The computers 202 may be operatively connected to a network, via bi-directional communication channel, or interconnector, 206, which may be for example a serial bus such as IEEE 1394, or other wire or wireless transmission media. Examples of wireless transmission media include transmission between a modem (not shown), such as a cellular modem, utilizing a wireless communication protocol, or wireless service provider or a device utilizing a wireless application protocol and a wireless transceiver (not shown). The interconnector 204 may be used to feed, or provide data.

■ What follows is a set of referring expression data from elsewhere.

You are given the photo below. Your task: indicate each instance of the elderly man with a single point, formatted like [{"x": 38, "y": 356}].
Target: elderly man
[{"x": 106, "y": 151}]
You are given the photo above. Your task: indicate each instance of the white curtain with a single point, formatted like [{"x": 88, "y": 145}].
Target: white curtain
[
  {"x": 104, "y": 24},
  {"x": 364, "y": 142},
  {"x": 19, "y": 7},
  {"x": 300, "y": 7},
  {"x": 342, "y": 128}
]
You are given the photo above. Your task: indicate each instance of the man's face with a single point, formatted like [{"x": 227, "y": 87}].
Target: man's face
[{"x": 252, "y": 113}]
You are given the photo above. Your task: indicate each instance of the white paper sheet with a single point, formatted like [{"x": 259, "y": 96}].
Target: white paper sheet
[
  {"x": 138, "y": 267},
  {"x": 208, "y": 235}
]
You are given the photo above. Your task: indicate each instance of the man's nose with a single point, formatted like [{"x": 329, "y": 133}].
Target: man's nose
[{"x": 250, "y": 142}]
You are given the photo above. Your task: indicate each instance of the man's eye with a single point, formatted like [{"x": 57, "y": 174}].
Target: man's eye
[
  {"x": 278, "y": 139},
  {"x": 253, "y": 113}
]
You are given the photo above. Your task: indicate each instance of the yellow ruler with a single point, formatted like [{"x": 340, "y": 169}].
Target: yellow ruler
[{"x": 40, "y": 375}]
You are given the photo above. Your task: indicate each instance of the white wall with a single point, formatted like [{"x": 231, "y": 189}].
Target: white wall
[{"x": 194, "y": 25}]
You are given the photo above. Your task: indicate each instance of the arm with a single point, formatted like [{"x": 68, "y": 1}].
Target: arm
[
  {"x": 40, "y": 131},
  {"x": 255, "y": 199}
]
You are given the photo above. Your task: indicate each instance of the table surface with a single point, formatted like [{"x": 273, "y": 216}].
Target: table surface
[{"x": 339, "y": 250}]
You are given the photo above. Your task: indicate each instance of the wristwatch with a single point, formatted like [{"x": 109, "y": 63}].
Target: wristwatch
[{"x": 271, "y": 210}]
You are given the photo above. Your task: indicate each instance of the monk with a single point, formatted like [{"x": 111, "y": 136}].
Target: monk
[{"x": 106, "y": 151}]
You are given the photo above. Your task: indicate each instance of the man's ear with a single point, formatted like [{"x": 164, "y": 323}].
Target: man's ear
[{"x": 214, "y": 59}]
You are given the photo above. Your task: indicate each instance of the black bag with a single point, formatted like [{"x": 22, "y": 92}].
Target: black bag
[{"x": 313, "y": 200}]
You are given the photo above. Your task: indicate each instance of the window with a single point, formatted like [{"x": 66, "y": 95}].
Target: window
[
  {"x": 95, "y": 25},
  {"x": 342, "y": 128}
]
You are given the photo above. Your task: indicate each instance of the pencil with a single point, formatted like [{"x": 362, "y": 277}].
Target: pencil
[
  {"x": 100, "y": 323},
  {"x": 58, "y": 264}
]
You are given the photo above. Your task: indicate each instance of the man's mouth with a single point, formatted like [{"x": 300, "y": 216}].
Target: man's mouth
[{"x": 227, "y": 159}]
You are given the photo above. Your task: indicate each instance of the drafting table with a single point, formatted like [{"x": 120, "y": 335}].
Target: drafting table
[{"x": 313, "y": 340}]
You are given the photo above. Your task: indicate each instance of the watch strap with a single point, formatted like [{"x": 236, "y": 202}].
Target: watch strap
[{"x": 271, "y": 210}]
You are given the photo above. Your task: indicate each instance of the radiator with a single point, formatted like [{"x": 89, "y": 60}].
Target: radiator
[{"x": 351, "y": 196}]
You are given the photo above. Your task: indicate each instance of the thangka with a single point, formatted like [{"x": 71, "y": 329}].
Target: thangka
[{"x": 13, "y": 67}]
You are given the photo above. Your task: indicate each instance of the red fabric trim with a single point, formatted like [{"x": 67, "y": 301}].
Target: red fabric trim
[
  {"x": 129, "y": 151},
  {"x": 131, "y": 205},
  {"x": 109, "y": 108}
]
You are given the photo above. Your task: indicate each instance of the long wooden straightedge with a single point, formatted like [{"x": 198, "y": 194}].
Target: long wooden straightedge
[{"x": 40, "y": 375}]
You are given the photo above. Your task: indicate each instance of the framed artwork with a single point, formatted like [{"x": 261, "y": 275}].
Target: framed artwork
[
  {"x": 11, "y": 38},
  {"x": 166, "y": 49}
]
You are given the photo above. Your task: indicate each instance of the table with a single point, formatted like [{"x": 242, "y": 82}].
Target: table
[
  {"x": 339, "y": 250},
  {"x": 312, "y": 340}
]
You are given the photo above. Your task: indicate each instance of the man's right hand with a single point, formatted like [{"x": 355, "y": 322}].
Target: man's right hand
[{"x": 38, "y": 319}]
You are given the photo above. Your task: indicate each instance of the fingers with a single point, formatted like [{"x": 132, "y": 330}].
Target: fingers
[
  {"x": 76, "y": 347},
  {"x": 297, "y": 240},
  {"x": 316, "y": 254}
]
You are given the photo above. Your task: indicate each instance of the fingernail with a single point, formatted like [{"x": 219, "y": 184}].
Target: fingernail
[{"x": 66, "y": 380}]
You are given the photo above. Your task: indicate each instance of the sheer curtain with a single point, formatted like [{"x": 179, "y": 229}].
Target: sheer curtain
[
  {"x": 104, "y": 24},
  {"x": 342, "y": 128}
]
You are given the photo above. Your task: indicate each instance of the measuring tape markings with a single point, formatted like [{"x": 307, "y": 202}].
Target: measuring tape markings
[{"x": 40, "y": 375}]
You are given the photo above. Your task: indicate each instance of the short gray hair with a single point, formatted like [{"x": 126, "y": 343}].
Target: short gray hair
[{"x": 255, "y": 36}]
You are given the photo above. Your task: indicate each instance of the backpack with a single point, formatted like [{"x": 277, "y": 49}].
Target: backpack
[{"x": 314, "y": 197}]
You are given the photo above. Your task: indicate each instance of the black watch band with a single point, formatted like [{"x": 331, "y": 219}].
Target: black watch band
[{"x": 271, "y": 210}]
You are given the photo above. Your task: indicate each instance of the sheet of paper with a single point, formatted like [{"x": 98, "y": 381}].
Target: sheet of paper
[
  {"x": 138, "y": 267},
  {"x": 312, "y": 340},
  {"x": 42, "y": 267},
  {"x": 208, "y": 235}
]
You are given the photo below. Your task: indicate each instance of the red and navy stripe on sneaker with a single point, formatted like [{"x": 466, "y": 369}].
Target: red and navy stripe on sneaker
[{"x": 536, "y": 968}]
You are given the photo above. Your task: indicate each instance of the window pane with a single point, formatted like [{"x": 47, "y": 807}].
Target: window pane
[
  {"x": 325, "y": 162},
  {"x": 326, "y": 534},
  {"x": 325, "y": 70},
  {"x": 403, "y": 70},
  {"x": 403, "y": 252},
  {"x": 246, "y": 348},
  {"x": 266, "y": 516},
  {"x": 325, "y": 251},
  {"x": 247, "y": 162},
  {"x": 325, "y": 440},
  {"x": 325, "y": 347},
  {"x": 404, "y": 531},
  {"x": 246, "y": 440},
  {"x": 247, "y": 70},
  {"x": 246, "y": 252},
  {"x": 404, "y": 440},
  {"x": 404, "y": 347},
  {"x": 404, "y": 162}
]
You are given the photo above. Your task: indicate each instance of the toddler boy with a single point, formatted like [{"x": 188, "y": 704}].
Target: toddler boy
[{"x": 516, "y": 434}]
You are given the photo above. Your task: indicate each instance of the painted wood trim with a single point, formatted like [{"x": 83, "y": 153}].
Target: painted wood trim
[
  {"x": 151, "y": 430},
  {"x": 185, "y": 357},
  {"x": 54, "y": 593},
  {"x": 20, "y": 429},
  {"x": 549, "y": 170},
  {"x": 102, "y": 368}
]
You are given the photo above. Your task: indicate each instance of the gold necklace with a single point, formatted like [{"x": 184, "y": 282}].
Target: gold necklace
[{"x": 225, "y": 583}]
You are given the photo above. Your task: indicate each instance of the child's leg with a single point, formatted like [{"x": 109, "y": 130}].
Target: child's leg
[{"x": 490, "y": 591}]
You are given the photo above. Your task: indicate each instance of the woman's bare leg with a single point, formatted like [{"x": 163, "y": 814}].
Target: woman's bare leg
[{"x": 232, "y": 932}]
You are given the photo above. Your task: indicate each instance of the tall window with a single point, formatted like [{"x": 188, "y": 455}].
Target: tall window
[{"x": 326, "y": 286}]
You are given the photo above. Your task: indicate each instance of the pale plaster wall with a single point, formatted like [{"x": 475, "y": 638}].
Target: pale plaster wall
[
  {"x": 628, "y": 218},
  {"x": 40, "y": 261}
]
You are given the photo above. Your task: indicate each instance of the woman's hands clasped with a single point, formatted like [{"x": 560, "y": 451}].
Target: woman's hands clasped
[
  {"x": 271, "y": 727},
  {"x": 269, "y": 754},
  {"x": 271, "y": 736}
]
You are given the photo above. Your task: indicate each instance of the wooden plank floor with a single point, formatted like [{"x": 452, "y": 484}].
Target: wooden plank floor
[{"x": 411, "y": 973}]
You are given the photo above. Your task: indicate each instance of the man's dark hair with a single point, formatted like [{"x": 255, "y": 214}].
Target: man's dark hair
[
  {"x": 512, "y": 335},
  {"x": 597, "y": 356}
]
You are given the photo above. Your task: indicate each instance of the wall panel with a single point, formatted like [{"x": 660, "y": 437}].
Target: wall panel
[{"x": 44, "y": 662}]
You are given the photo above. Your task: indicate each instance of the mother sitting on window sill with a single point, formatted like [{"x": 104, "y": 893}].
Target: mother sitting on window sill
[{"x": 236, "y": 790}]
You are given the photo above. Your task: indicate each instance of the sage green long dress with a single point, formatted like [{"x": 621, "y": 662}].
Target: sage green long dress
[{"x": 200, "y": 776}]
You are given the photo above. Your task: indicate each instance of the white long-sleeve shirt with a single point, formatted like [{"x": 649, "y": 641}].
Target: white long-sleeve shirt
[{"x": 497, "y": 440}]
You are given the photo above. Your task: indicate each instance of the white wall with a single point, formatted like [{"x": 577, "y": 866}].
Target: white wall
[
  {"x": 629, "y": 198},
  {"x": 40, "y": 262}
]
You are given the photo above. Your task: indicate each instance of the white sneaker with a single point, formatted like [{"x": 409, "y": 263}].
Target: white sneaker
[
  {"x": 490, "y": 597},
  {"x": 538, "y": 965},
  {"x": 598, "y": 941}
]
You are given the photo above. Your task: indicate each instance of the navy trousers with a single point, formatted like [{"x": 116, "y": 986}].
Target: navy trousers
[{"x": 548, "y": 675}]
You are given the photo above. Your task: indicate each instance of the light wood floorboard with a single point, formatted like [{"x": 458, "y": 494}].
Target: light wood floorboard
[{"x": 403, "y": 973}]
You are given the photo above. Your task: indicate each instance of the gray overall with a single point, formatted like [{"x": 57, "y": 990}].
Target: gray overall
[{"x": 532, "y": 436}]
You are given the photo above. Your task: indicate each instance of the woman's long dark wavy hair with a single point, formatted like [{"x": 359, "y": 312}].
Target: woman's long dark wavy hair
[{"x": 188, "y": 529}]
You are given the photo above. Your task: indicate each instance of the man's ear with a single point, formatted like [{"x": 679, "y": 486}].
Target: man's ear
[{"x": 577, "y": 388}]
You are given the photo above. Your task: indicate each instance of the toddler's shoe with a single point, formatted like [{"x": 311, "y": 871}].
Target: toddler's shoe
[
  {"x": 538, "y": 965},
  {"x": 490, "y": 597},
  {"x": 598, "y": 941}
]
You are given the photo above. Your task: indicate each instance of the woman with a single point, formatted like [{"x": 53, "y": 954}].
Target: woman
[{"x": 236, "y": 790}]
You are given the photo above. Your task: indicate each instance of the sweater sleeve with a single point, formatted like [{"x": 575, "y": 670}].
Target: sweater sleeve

A wireless network may include any of a variety of wireless sub-networks that may further overlay stand-alone ad-hoc networks, and the like, to provide an infrastructure-oriented connection for computers 202. Such sub-networks may include mesh networks, Wireless LAN (WLAN) networks, cellular networks, and the like. In one embodiment, the system may include more than one wireless network. A wireless network may further include an autonomous system of terminals, gateways, routers, and the like connected by wireless radio links, and the like. These connectors may be configured to move freely and randomly and organize themselves arbitrarily, such that the topology of wireless network may change rapidly. A wireless network may further employ a plurality of access technologies including 2nd (2G), 3rd (3G), 4th (4G) 5th (5G) generation radio access for cellular systems, WLAN, Wireless Router (WR) mesh, and the like. Access technologies such as 2G, 3G, 4G, 5G, and future access networks may enable wide area coverage for mobile devices, such as client computers, with various degrees of mobility. In one non-limiting example, wireless network may enable a radio connection through a radio network access such as Global System for Mobil communication (GSM), General Packet Radio Services (GPRS), Enhanced Data GSM Environment (EDGE), code division multiple access (CDMA), time division multiple access (TDMA), Wideband Code Division Multiple Access (WCDMA), High Speed Downlink Packet Access (HSDPA), Long Term Evolution (LTE), and the like. In essence, a wireless network may include virtually any wireless communication mechanism by which information may travel between a computer and another computer, network, and the like.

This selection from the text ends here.